‘Do you remember what he says? And what a curious sense he had of the things that are inexpressible,—

‘How there looked him in the face
An angel beautiful and bright,
And how he knew—‘

‘No, I don’t mean that,—not so bad as that!’

‘I don’t know what you mean,’ said Mary, with a little shiver; and she took hold of his arm with an instinctive desire to show him her sympathy. Very well did she know what he meant; or at least thought, hoped she did; but denied it with characteristic readiness. He pressed the soft, sisterly hand to him when he felt it on his arm. Certainly, there was a great sympathy between them, though nothing more. And he did not say another word to her of the subject of the conversation which this last meeting had blotted out as if it had never been. They did not talk of anything, indeed, but went home together, with a silent understanding of each other in which there was certainly some balm.

Understanding each other! which meant that the woman,—partly,—understood the man, and had it in her heart to be a little sorry for him in respect to the conflict through which he had come; and a little, a very little,—which was more remarkable,—sorry for the other woman thus finally foiled and done with; but that the man had no comprehension at all of the woman, and gave no particular thought to her, except so far as was conveyed in a tender, kindly sympathy for poor little Mary. Her life must not be made a burden to her any longer by his mother’s drives and her worsted work. That was all the progress Ben had made in the comprehension of his cousin’s heart.

CHAPTER XV.
AN UNEXPECTED VISITOR.

On the next morning Ben went away without a word, no repentance of his intention or lingering desire to postpone it having apparently crossed his mind. He took leave of his mother the night before, for he was going away early. ‘It will not be for seven years this time,’ he said, as he kissed her, and was going to kiss Mary, too,—a formula which his cousin, with a pang of mortification in her heart, felt might be better dispensed with. ‘Nay; I shall see you in the morning,’ she said, half terrified lest the blood which she felt to be scorching her cheek might ‘make him think anything.’ What should it make him think? She puzzled him a little, it must be allowed; but he was not the kind of man who can think of many different things at one time. His mind had been absorbed with the business which brought him to Renton. It was absorbed now with thoughts of what he had to do in the winding-up of his own affairs. Now and then it flitted vaguely across his perception that Mary had something on her mind which, one time or other, it would be his business to see into. Dear little Mary! Ben was very fond of his cousin. If she had wanted a hair from the beard of the Cham of Tartary, or a golden apple from the Tree of Bliss in the gardens of the Enchanted Isles, he would have done all a man could do to get it for her. But he did not know now what she wanted, or if she wanted anything,—and that was one of the matters which could wait till he came home.

Laurie, too, was going away with Ben, though only to town; and the night before they left was a night of talk and recollections more than the separated family had yet permitted themselves.

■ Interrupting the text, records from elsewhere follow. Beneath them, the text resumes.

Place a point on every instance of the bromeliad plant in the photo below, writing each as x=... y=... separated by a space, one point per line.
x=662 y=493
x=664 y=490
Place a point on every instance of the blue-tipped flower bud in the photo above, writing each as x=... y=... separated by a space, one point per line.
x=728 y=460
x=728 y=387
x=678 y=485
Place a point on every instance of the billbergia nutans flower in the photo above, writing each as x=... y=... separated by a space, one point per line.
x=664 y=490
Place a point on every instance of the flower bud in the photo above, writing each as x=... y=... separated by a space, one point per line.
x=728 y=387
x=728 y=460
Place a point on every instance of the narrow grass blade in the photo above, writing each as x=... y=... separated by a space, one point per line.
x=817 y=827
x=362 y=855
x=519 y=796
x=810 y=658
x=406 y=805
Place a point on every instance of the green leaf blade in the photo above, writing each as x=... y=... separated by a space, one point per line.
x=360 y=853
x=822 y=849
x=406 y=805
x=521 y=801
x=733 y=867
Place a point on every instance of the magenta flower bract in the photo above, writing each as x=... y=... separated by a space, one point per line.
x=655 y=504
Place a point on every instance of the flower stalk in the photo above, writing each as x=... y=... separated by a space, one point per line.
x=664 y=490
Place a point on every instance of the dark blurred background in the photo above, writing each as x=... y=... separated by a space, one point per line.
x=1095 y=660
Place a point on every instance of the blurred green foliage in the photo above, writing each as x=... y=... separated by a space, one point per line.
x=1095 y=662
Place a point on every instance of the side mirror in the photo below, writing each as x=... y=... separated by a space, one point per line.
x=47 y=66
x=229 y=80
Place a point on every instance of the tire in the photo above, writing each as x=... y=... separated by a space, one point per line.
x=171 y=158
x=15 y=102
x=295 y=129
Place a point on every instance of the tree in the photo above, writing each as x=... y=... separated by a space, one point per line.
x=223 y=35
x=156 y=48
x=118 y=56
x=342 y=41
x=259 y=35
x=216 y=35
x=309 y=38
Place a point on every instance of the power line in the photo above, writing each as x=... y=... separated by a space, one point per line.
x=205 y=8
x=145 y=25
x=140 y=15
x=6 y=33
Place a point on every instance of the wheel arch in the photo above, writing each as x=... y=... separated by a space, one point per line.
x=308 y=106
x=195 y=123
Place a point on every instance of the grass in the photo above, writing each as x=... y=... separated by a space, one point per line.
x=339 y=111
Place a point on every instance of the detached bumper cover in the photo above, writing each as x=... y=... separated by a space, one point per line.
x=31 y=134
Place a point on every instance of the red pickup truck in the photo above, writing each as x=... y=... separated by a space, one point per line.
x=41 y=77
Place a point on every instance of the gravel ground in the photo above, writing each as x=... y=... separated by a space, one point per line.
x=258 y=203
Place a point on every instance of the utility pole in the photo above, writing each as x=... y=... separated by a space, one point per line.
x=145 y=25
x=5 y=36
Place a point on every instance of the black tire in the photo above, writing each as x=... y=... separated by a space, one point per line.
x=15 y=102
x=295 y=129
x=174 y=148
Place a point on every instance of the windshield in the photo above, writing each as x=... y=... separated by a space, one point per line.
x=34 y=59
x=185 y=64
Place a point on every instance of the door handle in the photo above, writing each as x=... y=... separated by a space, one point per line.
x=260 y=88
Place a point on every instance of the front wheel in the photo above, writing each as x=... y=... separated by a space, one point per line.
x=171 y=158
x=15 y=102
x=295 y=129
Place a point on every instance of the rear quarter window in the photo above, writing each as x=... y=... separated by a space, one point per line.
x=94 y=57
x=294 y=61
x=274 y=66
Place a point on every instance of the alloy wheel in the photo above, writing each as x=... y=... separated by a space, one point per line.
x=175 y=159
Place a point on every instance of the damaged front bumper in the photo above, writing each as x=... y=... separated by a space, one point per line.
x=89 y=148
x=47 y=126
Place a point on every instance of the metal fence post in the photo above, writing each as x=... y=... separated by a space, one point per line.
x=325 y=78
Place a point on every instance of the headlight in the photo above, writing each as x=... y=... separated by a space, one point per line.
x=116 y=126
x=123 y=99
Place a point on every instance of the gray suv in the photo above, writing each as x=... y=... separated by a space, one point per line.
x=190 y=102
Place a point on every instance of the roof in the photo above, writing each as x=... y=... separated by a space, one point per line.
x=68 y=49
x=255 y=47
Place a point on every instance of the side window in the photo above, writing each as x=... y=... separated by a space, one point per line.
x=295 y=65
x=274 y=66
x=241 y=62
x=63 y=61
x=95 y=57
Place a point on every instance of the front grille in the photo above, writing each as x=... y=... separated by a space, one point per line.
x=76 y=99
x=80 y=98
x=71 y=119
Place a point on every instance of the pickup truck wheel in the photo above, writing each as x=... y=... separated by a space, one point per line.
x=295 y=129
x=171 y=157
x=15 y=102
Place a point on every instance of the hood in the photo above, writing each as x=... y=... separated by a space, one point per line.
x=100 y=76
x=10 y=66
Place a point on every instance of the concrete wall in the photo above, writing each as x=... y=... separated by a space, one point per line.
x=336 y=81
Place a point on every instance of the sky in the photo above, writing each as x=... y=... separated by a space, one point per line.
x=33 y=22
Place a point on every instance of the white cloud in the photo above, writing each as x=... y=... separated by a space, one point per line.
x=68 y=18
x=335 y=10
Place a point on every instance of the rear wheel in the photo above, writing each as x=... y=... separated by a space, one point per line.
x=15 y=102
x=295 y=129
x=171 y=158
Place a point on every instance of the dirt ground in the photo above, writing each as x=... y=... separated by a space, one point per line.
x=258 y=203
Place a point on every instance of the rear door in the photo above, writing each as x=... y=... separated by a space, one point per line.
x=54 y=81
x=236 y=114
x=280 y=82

It was true that Hillyard put himself singularly in their way. Perhaps he had not had all the advantages of the Rentons; but still he was a gentleman, though much knocking about the world had taken some of the outside polish off him, and he had never shown any inclination to intrude upon their private talk, or make himself a sharer in the family communings,—never till now. Perhaps it was because they were just setting off again, and Ben’s family came in for the attendrissement, which might have been more justly bestowed upon his own. But it was ridiculous that he should plant himself by Mary, occupying her attention, and pouring forth his confidences upon her, as it seemed to him good to do. They were all gathered together in the drawing-room as they had been so many times before, after Mrs. Renton went to bed, with the windows open as usual, the lights shaded, the languor of the night and its wistfulness and soft content and melancholy stealing in; the half-darkness and the soft breathing of the night air, and the fluttering moths about the lamp, were all accessories of the picture which nobody could forget. And there was a mysterious gloom about the walls and the roof, owing to the shades on the lamps, which gave a more distinct character to the half-visible faces, each in its corner, and to the brilliant circles of illumination round every light. They had begun to talk of their father, and this last event in the story of his will, which was so strange, and so unlike all his previous life.

‘One would like to know what he meant by it,’ said Laurie. ‘Poor, dear old father! If there had been something dependent on the issue of our probation; if there had been a reward for the man that had used his talent best, like you, Ben; or for the man who had given him an heir, like Frank; but all to end in this aimless way! We have always thought ourselves very sound in the brain, we Rentons, or I know what one might be tempted to think.’

‘That is what I have thought all along,’ said Frank.